Algebra II 5.2 Vertex Form Worksheet Review

Flashcards covering key concepts from Algebra II, Section 5.2 on quadratic functions in vertex and standard forms, including identifying forms, finding vertices, axis of symmetry, opening direction, and max/min values.

What is the general structure of a quadratic function in vertex form?

y = a(x - h)^2 + k

What is the general structure of a quadratic function in standard form?

y = ax^2 + bx + c

For a quadratic function in vertex form, y = a(x - h)^2 + k, what are the coordinates of the vertex?

(h, k)

What formula is used to find the x-coordinate of the vertex for a quadratic function in standard form, y = ax^2 + bx + c?

x = -b / (2a)

Given a quadratic function in vertex form, y = a(x - h)^2 + k, what is the equation for the axis of symmetry?

x = h

How do you determine if the graph of a quadratic function y = a(x - h)^2 + k opens up or down?
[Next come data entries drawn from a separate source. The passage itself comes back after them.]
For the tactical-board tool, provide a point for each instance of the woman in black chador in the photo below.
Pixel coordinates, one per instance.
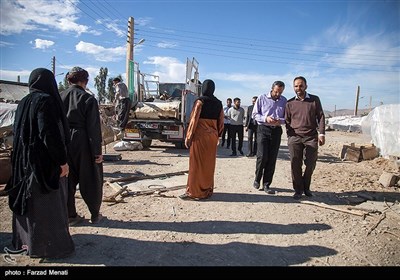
(85, 156)
(38, 188)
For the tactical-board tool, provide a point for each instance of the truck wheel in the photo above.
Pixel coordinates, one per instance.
(146, 142)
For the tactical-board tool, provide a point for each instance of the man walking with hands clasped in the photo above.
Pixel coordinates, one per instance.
(305, 127)
(268, 111)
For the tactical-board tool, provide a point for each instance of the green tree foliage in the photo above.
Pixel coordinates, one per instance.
(100, 84)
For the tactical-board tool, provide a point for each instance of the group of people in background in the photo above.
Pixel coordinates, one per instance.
(302, 116)
(57, 146)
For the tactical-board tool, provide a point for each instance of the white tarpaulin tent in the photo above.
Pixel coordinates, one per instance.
(383, 126)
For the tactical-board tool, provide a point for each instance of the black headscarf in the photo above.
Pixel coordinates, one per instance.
(39, 146)
(42, 80)
(212, 106)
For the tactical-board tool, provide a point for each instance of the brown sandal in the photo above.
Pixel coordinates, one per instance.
(185, 196)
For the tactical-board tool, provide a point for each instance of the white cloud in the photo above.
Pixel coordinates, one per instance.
(43, 44)
(167, 45)
(19, 15)
(11, 75)
(101, 53)
(169, 69)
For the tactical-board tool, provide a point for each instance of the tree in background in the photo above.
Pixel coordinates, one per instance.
(100, 84)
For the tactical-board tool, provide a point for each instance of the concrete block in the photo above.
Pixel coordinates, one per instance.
(388, 179)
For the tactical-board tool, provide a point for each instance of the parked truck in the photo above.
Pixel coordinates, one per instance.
(162, 110)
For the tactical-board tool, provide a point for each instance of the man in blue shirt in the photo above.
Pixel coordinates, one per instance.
(269, 112)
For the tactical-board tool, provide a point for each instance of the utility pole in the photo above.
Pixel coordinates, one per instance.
(370, 103)
(53, 65)
(129, 54)
(357, 97)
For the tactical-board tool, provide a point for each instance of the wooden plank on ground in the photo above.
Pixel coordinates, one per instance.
(323, 205)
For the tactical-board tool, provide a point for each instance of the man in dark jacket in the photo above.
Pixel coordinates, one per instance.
(251, 128)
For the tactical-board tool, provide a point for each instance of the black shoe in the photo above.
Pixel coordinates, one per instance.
(308, 193)
(267, 189)
(256, 185)
(297, 196)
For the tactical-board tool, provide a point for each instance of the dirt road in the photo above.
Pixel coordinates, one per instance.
(238, 226)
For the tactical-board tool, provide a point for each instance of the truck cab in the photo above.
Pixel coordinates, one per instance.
(162, 110)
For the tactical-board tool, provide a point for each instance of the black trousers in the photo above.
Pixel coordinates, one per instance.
(252, 141)
(227, 129)
(268, 142)
(302, 148)
(236, 129)
(123, 107)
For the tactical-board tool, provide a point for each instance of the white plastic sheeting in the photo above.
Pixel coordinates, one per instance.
(383, 126)
(345, 123)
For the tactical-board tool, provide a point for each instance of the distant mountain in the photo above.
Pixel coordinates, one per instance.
(346, 112)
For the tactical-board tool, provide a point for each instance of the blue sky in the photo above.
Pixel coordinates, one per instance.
(244, 46)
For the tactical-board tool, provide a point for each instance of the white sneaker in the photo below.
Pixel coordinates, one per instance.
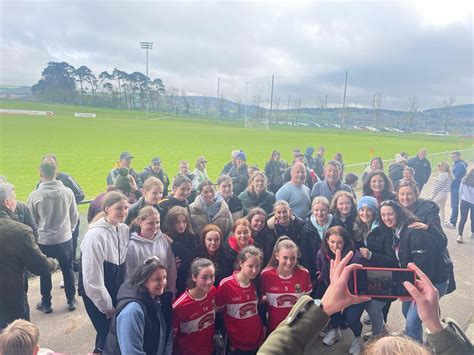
(333, 336)
(356, 347)
(449, 225)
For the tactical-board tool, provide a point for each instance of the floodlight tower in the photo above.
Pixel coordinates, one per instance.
(146, 46)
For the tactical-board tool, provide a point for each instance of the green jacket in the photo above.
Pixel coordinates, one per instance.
(18, 252)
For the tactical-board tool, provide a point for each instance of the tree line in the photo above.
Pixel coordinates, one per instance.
(61, 82)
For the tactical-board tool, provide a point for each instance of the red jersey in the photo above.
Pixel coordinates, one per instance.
(241, 319)
(282, 293)
(193, 323)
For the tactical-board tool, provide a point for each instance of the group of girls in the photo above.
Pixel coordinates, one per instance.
(209, 263)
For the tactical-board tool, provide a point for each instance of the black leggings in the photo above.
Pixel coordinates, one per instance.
(465, 208)
(99, 321)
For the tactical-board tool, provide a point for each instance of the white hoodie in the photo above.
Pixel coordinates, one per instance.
(141, 248)
(104, 250)
(54, 209)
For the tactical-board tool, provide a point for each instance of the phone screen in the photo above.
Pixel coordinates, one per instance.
(383, 282)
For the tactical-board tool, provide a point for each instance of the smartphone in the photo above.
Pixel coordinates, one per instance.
(382, 282)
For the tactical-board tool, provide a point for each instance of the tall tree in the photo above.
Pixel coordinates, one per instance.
(57, 83)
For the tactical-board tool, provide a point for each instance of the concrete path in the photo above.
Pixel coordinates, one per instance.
(72, 332)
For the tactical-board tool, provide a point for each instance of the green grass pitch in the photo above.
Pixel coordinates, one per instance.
(87, 148)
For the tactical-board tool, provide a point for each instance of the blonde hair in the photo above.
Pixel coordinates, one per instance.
(254, 176)
(19, 338)
(320, 199)
(143, 214)
(392, 345)
(283, 242)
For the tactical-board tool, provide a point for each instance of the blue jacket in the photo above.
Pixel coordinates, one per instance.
(459, 170)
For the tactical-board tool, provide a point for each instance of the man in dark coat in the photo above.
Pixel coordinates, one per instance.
(18, 252)
(422, 168)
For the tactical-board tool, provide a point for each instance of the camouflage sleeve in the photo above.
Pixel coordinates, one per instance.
(303, 323)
If 'a' > 0, it opens up; if 'a' < 0, it opens down.

If a quadratic function's graph opens upwards, does it have a maximum or a minimum value?

A minimum value.

If a quadratic function's graph opens downwards, does it have a maximum or a minimum value?

A maximum value.

For a quadratic function in vertex form, y = a(x - h)^2 + k, what is the maximum or minimum value?

The y-coordinate of the vertex, 'k'.

How do you find the y-intercept of any quadratic function given its equation?

Substitute x = 0 into the equation and solve for y.